In addition, the extraction protocol inactivates a broad range of microorganisms, however not spore forming and/or some highly pathogenic bacteria, although different protocols for sample handling are available (like 80% TFA treatment or heat inactivation). All usually relevant safety rules for han-dling of biological material are still valid and shall be applied to the best of ones knowledge.

MALDI-TOF measurement

Mass spectra are acquired between 2000 and 20 000 Da automatically using a FLEX series MALDI-TOF mass spectrometer working in linear positive mode and controlled via dedicated, custom-made software for ease of use. The automation workflow of the MALDI Biotyper enables opti-mal sample acquisition (accumulation of typically 300 to 500 shots of high quality from different optimal spot positions), raw data processing and final identification in a few simple steps.

Reproducibility

Method robustness was monitored over a broad range of conditions. HCCA matrix was decided as the optimum choice for this application. Alternative matrices like DHB (2,5-Dihydroxybenzoic acid), FA (ferulic acid), SA (sinapinic acid), and DHAP (2,6-dihydroxyacetophenone) resulted in

similar peak pattern but exhibited disadvantages in regard to homogeneity of preparation, automation of measurement, reproducibility, and peak number.
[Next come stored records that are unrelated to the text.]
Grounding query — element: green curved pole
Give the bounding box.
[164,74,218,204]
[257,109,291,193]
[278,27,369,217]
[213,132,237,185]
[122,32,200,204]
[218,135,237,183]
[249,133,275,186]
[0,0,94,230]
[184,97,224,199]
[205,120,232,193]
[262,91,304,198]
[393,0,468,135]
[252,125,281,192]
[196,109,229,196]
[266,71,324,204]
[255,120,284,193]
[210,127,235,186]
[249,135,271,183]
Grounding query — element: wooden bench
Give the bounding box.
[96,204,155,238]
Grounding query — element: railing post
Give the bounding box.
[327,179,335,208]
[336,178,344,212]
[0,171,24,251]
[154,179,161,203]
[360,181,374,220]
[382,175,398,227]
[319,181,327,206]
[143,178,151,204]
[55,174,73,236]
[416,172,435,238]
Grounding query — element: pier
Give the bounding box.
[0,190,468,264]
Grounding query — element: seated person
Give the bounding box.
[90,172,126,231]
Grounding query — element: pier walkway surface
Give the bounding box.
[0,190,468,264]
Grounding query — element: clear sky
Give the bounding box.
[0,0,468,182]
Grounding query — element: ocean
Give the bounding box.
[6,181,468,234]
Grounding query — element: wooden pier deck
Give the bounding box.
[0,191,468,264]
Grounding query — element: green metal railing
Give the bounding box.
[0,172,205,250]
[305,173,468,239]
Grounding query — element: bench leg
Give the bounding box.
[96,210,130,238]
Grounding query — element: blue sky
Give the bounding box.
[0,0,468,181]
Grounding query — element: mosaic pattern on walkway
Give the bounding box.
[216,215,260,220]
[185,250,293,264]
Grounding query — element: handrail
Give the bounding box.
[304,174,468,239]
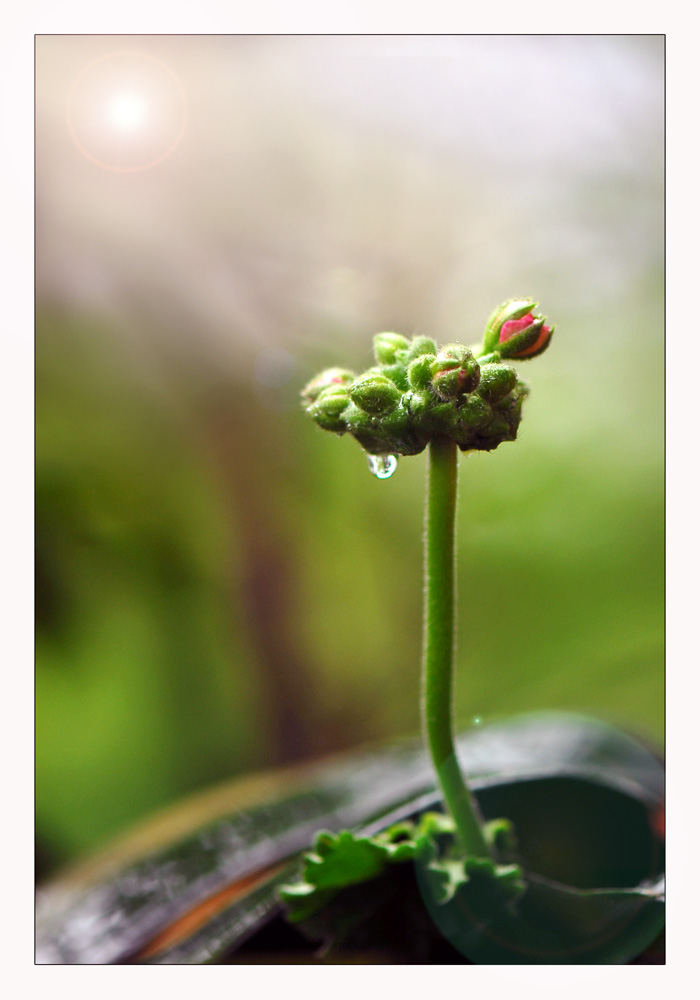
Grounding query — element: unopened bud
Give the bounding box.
[482,299,554,358]
[498,313,554,358]
[348,372,401,416]
[477,364,518,403]
[431,344,481,400]
[408,354,435,392]
[301,368,355,403]
[404,337,437,364]
[374,333,409,365]
[309,385,350,433]
[481,299,537,354]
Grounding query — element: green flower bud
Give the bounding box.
[477,364,518,403]
[301,368,356,403]
[457,393,492,431]
[378,362,408,392]
[431,344,481,400]
[408,354,435,392]
[308,385,350,434]
[374,333,409,365]
[403,337,437,363]
[498,313,554,359]
[481,299,537,354]
[348,372,401,416]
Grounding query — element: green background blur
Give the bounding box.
[36,36,664,876]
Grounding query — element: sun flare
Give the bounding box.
[107,92,148,132]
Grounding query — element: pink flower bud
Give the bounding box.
[498,313,554,358]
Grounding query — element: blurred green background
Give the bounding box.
[36,35,664,877]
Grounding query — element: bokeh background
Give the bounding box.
[36,35,664,877]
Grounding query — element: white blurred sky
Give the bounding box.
[36,35,664,372]
[0,0,698,997]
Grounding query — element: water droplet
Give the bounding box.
[367,455,399,479]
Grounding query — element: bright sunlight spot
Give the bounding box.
[108,93,147,132]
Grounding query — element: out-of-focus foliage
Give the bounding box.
[37,36,663,867]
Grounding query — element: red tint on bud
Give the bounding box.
[498,313,554,358]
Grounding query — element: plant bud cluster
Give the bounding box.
[302,333,528,455]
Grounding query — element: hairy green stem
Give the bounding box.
[422,437,490,857]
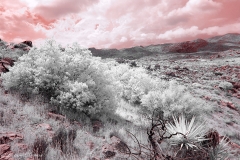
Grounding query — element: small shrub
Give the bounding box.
[52,128,77,154]
[218,81,233,91]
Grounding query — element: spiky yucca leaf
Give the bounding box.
[166,115,206,149]
[209,136,234,160]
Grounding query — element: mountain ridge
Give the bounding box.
[89,33,240,60]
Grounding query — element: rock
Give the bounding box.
[102,144,116,158]
[16,143,28,152]
[154,64,161,70]
[22,41,32,47]
[92,120,103,133]
[165,72,176,77]
[39,123,52,131]
[1,151,14,160]
[87,141,94,150]
[0,57,15,67]
[218,81,233,91]
[48,112,66,121]
[219,101,238,111]
[0,132,23,144]
[0,144,11,156]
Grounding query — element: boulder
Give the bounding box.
[22,41,32,47]
[48,112,66,121]
[0,144,11,156]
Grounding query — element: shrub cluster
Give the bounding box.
[2,41,208,116]
[2,41,115,114]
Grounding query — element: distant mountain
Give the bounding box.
[89,33,240,60]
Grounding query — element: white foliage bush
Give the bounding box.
[107,64,210,117]
[2,41,116,113]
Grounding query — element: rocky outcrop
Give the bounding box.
[165,39,208,53]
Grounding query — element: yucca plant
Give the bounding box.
[166,115,206,150]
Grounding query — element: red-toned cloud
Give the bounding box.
[0,0,240,48]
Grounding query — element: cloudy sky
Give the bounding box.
[0,0,240,48]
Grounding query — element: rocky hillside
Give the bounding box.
[0,34,240,160]
[89,33,240,60]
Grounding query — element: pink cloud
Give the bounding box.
[34,0,98,20]
[0,0,240,48]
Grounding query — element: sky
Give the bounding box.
[0,0,240,49]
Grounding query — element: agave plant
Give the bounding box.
[166,115,206,150]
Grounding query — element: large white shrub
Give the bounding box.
[2,41,116,113]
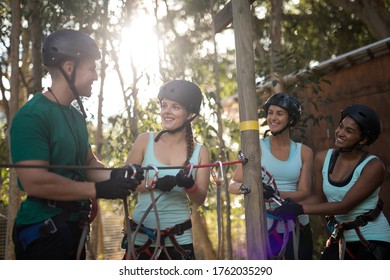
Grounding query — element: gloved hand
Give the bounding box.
[110,164,145,182]
[271,198,304,220]
[263,184,279,199]
[95,178,141,199]
[154,175,176,192]
[176,169,195,189]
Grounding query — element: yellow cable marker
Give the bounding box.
[240,121,259,131]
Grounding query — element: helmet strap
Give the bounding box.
[267,119,292,136]
[154,115,197,143]
[58,64,87,119]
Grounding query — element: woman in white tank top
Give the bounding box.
[229,93,313,260]
[273,105,390,260]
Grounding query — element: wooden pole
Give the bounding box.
[232,0,268,260]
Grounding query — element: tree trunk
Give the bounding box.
[232,0,268,259]
[28,0,42,94]
[270,0,284,93]
[5,0,21,259]
[213,24,233,260]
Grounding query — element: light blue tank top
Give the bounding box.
[260,137,309,232]
[132,132,201,246]
[322,149,390,242]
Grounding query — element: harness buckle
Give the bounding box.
[39,218,58,235]
[355,215,368,227]
[330,224,340,240]
[47,199,57,208]
[181,250,192,260]
[175,224,184,235]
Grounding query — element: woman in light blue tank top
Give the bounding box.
[122,80,210,260]
[229,93,313,260]
[273,105,390,260]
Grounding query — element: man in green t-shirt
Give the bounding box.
[10,29,143,259]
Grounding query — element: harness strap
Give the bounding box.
[27,196,91,213]
[326,200,383,260]
[127,219,192,260]
[340,200,383,230]
[15,214,67,250]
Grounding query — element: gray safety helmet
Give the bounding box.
[263,92,302,127]
[340,104,382,145]
[42,29,101,67]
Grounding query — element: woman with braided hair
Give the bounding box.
[229,92,313,260]
[127,80,210,259]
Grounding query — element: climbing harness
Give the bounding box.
[123,164,137,259]
[210,161,225,259]
[239,158,300,259]
[326,200,383,260]
[0,158,246,259]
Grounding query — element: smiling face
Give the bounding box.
[75,59,98,97]
[160,98,190,130]
[335,116,363,149]
[267,105,290,133]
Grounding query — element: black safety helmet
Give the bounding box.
[263,92,302,127]
[340,104,382,146]
[42,29,101,66]
[158,80,202,115]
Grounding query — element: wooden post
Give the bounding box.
[232,0,268,260]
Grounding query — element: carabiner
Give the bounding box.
[125,164,137,179]
[210,161,225,185]
[145,164,158,189]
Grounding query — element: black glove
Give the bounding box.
[95,178,141,199]
[110,164,145,182]
[271,198,304,220]
[263,184,279,199]
[154,175,176,192]
[176,169,195,189]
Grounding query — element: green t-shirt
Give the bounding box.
[10,93,90,225]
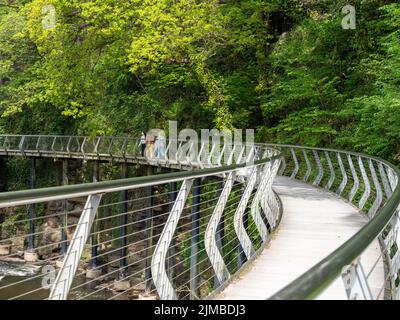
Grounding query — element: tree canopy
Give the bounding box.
[0,0,400,161]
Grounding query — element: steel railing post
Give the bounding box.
[90,161,100,268]
[28,158,36,252]
[190,178,201,300]
[167,181,178,279]
[145,166,154,293]
[61,160,68,256]
[118,163,128,280]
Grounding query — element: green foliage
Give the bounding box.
[0,0,400,160]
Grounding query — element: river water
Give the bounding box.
[0,261,122,300]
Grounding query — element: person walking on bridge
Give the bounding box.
[139,132,146,157]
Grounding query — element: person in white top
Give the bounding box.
[139,132,146,157]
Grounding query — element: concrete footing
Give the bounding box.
[86,269,102,280]
[24,251,39,262]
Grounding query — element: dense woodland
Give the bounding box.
[0,0,400,162]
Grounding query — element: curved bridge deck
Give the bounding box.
[215,177,384,300]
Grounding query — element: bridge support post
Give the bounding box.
[190,178,201,300]
[24,158,39,262]
[114,163,130,291]
[145,166,154,294]
[167,182,178,279]
[61,159,68,257]
[86,161,101,279]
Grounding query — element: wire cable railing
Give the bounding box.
[0,136,282,300]
[0,135,400,300]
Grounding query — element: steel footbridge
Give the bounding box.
[0,135,400,300]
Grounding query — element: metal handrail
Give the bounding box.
[269,144,400,300]
[0,135,400,299]
[0,155,281,208]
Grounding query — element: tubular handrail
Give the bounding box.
[0,135,400,299]
[0,155,280,208]
[269,144,400,300]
Different compositions of growth media have little effect in the peak pattern distribution; especially in the range of 4000 to 12000 Da nearly no influence of culture medium is observed. The presence of culture medium adhering to the colonies has no effect and no additional signals appear. The growth state of the cells has little effect to the peak pattern as well. Cells in the lag phase of growth show a very similar pattern as cells in log, stationary or early death phase. Furthermore, given that sample preparation and measure-ment are performed under standardized conditions, the acquired profile spectra are highly comparable between different MALDI-TOF instruments. Spectra from the same sample target measured in three different instruments (Bruker Daltonics microflexTM, autoflexTM and ultraflexTM) are virtually identical. Therefore spectra from different MALDI-TOF MS instruments can be used to build a substantial and reliable database.
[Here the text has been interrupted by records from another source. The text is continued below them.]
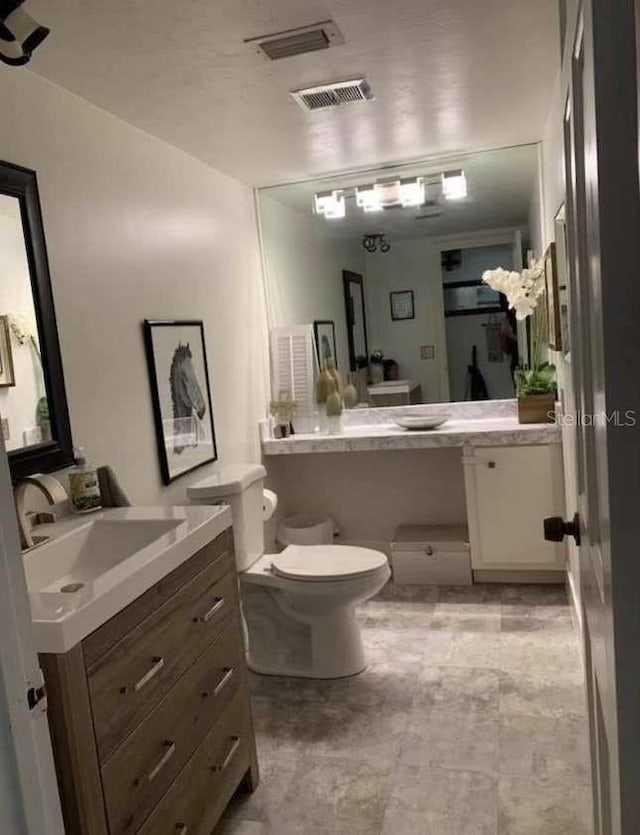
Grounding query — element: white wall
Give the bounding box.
[442,244,515,401]
[259,193,362,372]
[541,75,582,622]
[366,238,444,403]
[267,449,467,552]
[0,70,267,504]
[0,199,45,450]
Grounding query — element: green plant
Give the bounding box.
[514,362,556,397]
[482,261,556,397]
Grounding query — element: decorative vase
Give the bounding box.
[342,374,360,409]
[316,360,335,404]
[327,357,342,397]
[518,392,556,423]
[327,378,342,435]
[369,362,384,386]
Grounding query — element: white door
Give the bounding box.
[0,441,64,835]
[548,0,640,835]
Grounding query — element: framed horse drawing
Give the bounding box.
[144,319,217,484]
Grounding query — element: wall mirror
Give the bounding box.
[258,144,540,406]
[0,162,73,481]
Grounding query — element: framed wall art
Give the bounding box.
[144,319,217,484]
[389,290,416,322]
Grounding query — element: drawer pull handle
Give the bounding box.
[120,656,164,694]
[202,667,235,699]
[193,597,226,623]
[214,736,241,771]
[147,739,176,783]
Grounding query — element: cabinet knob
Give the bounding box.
[544,513,580,545]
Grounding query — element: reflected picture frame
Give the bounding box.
[313,319,338,368]
[0,316,16,388]
[389,290,416,322]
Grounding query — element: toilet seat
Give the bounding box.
[271,545,388,583]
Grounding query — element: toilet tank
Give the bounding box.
[187,464,267,571]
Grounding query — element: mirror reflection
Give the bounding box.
[0,194,51,451]
[259,145,539,406]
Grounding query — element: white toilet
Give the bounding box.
[187,464,391,678]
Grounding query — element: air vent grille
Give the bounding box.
[291,78,373,110]
[260,29,329,61]
[245,20,344,61]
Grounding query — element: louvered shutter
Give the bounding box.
[271,325,316,415]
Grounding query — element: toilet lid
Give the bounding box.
[272,545,387,582]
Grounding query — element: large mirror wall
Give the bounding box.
[259,145,539,406]
[0,162,73,480]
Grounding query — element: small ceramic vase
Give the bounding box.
[342,374,359,409]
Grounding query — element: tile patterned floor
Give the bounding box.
[214,586,591,835]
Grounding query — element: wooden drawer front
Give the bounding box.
[89,566,238,762]
[102,621,244,835]
[138,691,253,835]
[82,528,235,667]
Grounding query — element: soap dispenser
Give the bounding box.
[69,447,102,513]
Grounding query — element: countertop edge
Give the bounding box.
[262,424,562,456]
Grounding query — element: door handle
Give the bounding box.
[544,513,580,545]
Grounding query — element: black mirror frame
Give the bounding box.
[0,160,73,482]
[342,270,369,371]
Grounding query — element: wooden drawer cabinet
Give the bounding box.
[140,696,252,835]
[102,623,243,835]
[89,566,237,760]
[41,531,258,835]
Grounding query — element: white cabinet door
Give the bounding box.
[464,444,566,571]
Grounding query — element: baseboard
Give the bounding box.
[473,568,565,585]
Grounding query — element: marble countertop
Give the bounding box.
[262,416,561,455]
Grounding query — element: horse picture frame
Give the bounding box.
[143,319,217,484]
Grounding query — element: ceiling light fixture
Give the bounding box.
[356,186,383,212]
[362,234,391,253]
[442,169,467,200]
[400,177,425,209]
[313,189,347,220]
[0,0,49,67]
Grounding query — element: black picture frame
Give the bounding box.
[0,160,73,483]
[442,280,502,318]
[342,270,369,371]
[143,319,218,485]
[313,319,338,368]
[389,290,416,322]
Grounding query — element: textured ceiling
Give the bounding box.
[27,0,558,185]
[260,145,538,240]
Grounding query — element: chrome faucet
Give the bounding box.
[13,473,69,551]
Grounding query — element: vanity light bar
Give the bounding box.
[356,186,383,212]
[442,169,467,200]
[400,177,425,209]
[313,169,467,220]
[313,189,347,220]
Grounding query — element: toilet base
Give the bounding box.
[243,587,367,679]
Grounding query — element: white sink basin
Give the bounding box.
[24,506,231,652]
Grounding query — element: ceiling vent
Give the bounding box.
[245,20,344,61]
[291,78,373,110]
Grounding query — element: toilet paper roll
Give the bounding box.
[262,490,278,522]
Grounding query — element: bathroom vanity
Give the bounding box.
[25,508,258,835]
[263,401,566,582]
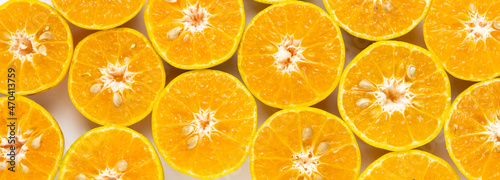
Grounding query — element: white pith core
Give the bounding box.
[192,109,218,140]
[99,61,137,94]
[179,3,212,34]
[0,130,31,171]
[292,151,320,178]
[462,3,497,41]
[273,36,305,74]
[9,31,40,63]
[371,77,415,114]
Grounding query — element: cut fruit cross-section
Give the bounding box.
[250,107,361,180]
[424,0,500,81]
[152,70,257,179]
[254,0,295,4]
[0,96,64,180]
[323,0,431,41]
[444,79,500,180]
[52,0,146,30]
[238,1,345,109]
[0,0,73,95]
[359,150,460,180]
[338,41,451,151]
[59,126,163,180]
[144,0,245,69]
[68,28,165,126]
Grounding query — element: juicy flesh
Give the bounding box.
[339,44,450,150]
[445,80,500,179]
[192,110,218,139]
[273,36,305,74]
[424,1,500,81]
[462,4,496,41]
[0,135,28,162]
[180,3,212,34]
[373,77,415,114]
[96,168,124,180]
[252,109,359,180]
[9,31,38,62]
[292,152,320,177]
[359,150,459,180]
[99,61,137,93]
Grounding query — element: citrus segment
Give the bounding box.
[338,41,451,151]
[152,70,257,179]
[359,150,460,180]
[424,0,500,81]
[144,0,245,69]
[0,96,64,180]
[68,28,165,126]
[444,79,500,179]
[0,0,73,95]
[250,108,361,180]
[323,0,431,41]
[52,0,146,30]
[254,0,295,4]
[238,1,345,108]
[59,126,163,180]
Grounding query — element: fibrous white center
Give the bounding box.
[273,36,305,74]
[374,77,415,114]
[9,31,38,62]
[193,109,218,139]
[180,3,212,34]
[292,152,320,177]
[463,4,495,41]
[99,61,137,93]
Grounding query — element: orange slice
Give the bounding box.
[59,126,163,180]
[0,0,73,95]
[144,0,245,69]
[238,1,345,109]
[424,0,500,81]
[0,96,64,180]
[254,0,295,4]
[52,0,146,30]
[359,150,460,180]
[337,41,451,151]
[444,79,500,179]
[250,107,361,180]
[152,70,257,179]
[68,28,165,126]
[323,0,431,41]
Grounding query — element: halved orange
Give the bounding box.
[250,107,361,180]
[424,0,500,81]
[254,0,295,4]
[337,41,451,151]
[0,0,73,95]
[323,0,431,41]
[144,0,245,69]
[152,70,257,179]
[68,28,166,126]
[444,79,500,179]
[359,150,460,180]
[238,1,345,109]
[52,0,146,30]
[58,126,163,180]
[0,96,64,180]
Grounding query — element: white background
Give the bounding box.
[0,0,473,180]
The remarkable reproducibility of the methodology is based on the measurement of constantly expressed high-abun-dant proteins, i.e. ribosomal proteins (Ryzhov and Fenselau 2001). The observed mass range of spectra is between 2000 and 20000 Da. Analysis in this range contains very few measurable metabolites as Fig. 2 illustrates. The ribosomal proteins, were identified by searching the expasy database (http://au.expasy.org/srs5bin/cgi-bin/wgetz). Also for other microorganisms, where genomic sequence information is available, profile peaks can be assigned to ribosomal proteins.

E. coli proteomics fingerprint

Fig. 2: Spectrum of E. coli and annotated masses of ribosomal proteins.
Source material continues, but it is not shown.